The NHS 111 service has had a significant impact on the crisis. I see this on a daily basis through correspondence detailing its contacts with patients. NHS 111 is run by non-clinical staff who use algorithms that often inappropriately recommend that patients contact their GP straight away, attend A&E or urgently call an ambulance.

Some days, home visits for very sick patients go through the roof and GPs from my practice have to send several patients into hospital. Every emergency admission that we make is scrutinised both at practice level, with a discussion around what could have been done differently, and at clinical commissioning group level. We are asked to submit data to local NHS England and CCG groups on our admission and A&E attendance rates, alongside plans on what we aim to do to reduce these. There are huge pressures on us not to refer, and on hospitals to discharge as quickly as they can. It means that we walk a thin line between practising safe medicine and operating within tight NHS resources.

Many doctors practice defensive medicine with over-investigations or too many referrals to secondary care. We could all do more to encourage self-reliance in patients with minor illnesses.

Conversely, I also see those who decline medical intervention, and refuse to go to hospital even when they have significant medical conditions such as cardiac chest pain or an asthma attack. They worry that they might be wasting precious NHS resources or will have to wait for hours. Those who are admitted struggle to get a bed. I ring the hospital to refer a patient who is unwell with pneumonia.
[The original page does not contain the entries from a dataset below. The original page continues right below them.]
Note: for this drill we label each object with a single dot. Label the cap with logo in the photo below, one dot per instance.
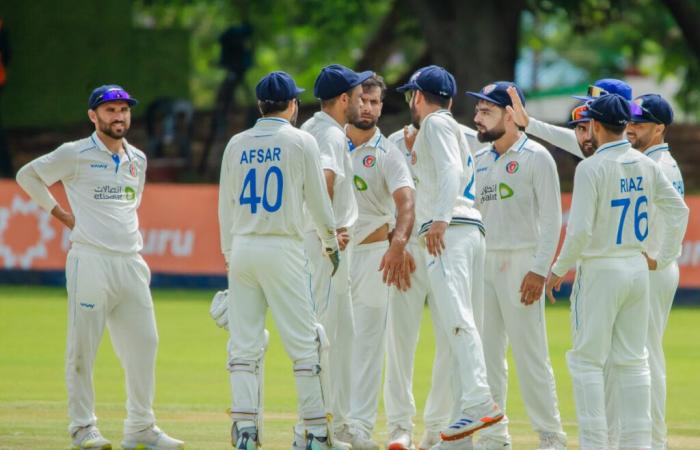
(109, 93)
(497, 93)
(612, 109)
(607, 86)
(336, 79)
(277, 87)
(651, 108)
(433, 79)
The referral is accepted but the patient has to wait somewhere to be seen, as there are no beds on the medical assessment unit and the patient is too frail to wait on the seated assessment area. So they are asked to attend A&E. There is no one to take the patient to the hospital and I arrange an ambulance which is very delayed due to high demand.

Many A&E departments have 24/7 senior cover. Yet there are many more frail elderly patients with complex health needs being admitted to the service because we have too few district nurses, physiotherapists, falls nurses or memory-team staff, leaving these community services oversubscribed.

We have no out-of-hours community phlebotomy or porters to take blood samples to the hospital in Bristol. So we have to take the samples ourselves or ask district nurses to do so, which is not the best use of resources. Most out-of-hours GPs have no access to x-rays outside of A&E settings. So it is no surprise that patients may want to bypass us and attend A&E, if they think they need a wound suturing or an x-ray for a possible fracture.

When I first became a GP eight years ago, we were not doing out of hours work or even extended hours, yet patient demand was nothing like it is today. Is it realistic of the government to think that GPs opening at weekends will solve the crisis? We need to first identify the root causes. I’d suggest that the government investigates NHS 111, increases beds and community-based health services, and helps patients become more self-reliant for minor illness through health promotion campaigns and more use of pharmacies.